I've said many times before, that you shouldn't be proud of your uptime, 
because it means you're not applying updates, so you're exposing yourself to 
bugs & vulnerabilities.  I understand sometimes systems run in a protected 
environment where that's not much of a concern.  But there are 2-3 other 
reasons which you've demonstrated:

"Why does it work," to login to console instead of ssh, when a system is out of 
disk or memory.  Well, often times, it doesn't.  So you were lucky it worked 
for you this time.  The same thing that prevents sshd from spawning another 
process sometimes prevents bash, or ls, or kill, or rm from spawning or 
otherwise working properly.  But if you're patient enough, if you retry enough 
times, and/or if you're lucky, sometimes it works.

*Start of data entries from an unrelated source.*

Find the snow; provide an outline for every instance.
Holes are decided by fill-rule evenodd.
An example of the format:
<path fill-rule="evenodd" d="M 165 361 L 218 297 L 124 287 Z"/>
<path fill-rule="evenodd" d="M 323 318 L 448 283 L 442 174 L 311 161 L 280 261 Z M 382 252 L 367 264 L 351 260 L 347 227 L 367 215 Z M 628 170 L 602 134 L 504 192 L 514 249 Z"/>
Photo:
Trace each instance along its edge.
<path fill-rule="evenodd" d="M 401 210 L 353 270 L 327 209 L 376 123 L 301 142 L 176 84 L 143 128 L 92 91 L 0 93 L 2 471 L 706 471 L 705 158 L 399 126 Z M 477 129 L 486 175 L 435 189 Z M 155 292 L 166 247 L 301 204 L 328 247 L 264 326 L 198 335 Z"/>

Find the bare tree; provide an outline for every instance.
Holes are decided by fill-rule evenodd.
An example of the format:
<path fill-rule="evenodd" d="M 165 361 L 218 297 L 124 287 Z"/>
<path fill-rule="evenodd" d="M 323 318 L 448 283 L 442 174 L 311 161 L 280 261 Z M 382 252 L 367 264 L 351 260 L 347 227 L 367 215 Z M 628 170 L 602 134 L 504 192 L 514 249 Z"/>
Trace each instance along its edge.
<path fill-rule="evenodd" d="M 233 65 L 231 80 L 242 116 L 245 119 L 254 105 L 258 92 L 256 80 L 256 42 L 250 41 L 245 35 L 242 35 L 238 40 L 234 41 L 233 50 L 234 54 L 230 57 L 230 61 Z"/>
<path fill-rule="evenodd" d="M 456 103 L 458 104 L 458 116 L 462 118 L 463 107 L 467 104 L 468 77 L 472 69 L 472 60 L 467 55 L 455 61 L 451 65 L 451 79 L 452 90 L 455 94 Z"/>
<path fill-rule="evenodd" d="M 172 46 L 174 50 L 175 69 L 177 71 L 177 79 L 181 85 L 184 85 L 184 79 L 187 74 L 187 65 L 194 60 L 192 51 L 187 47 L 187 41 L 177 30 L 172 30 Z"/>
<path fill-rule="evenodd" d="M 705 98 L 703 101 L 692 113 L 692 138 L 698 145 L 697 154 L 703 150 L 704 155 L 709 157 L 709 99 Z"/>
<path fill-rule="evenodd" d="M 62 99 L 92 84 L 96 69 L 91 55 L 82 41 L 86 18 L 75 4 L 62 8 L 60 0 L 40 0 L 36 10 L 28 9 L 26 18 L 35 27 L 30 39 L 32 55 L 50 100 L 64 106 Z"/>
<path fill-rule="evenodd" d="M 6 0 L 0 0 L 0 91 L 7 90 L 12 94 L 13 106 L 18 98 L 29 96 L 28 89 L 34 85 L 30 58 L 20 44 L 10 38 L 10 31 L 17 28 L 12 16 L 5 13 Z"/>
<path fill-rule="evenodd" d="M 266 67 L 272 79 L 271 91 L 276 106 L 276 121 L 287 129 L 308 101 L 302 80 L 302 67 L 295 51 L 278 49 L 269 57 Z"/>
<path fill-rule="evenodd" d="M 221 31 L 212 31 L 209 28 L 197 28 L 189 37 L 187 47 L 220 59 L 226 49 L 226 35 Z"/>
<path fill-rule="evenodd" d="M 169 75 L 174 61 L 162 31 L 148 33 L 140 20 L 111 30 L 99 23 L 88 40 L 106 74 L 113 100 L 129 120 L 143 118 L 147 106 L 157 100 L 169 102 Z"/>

When a system is out of memory or out of disk, the processes it runs have a 
tendency to become unstable, because the "out of memory" errors and "IO" errors 
that hit the running processes are somewhat inconsistent, as tiny little chunks 
of memory and disk get freed by other processes or otherwise reclaimed by 
kernel, sometimes the running processes will succeed and sometimes not.  Until 
a few minutes elapse and the system is likely completely wedged.  After you 
alleviate the cause of the problem, in order to assure system stability, you 
really *should* reboot.

Which brings up the second point.  If you never reboot, then you don't know if 
your system is able to survive a reboot.  I can't describe how many times, or 
how much frustration I've had to endure, by inheriting systems from former 
admins (usually fired) who never rebooted.  It's painfully common that there is 
no documentation of which daemons need to be running, or what system 
dependencies exist (first boot machine #1 and ensure the "foobar" service is 
available before booting machine #2, etc), nor how they were started in the 
first place.  If I'm lucky enough to look at the system while it's operable, I 
run 'ps' and stuff, to make an inventory of what services are running.  I login 
as root and run "history" and start reading for clues.  I see things like 
"nohup java blah blah" and "screen this and that" and ...  You get the point.  
Makes me want to fire the person again in front of a firing squad.  
Undocumented manually launched services running in production.  Brilliant.  
 Hopefully you at least have none of those.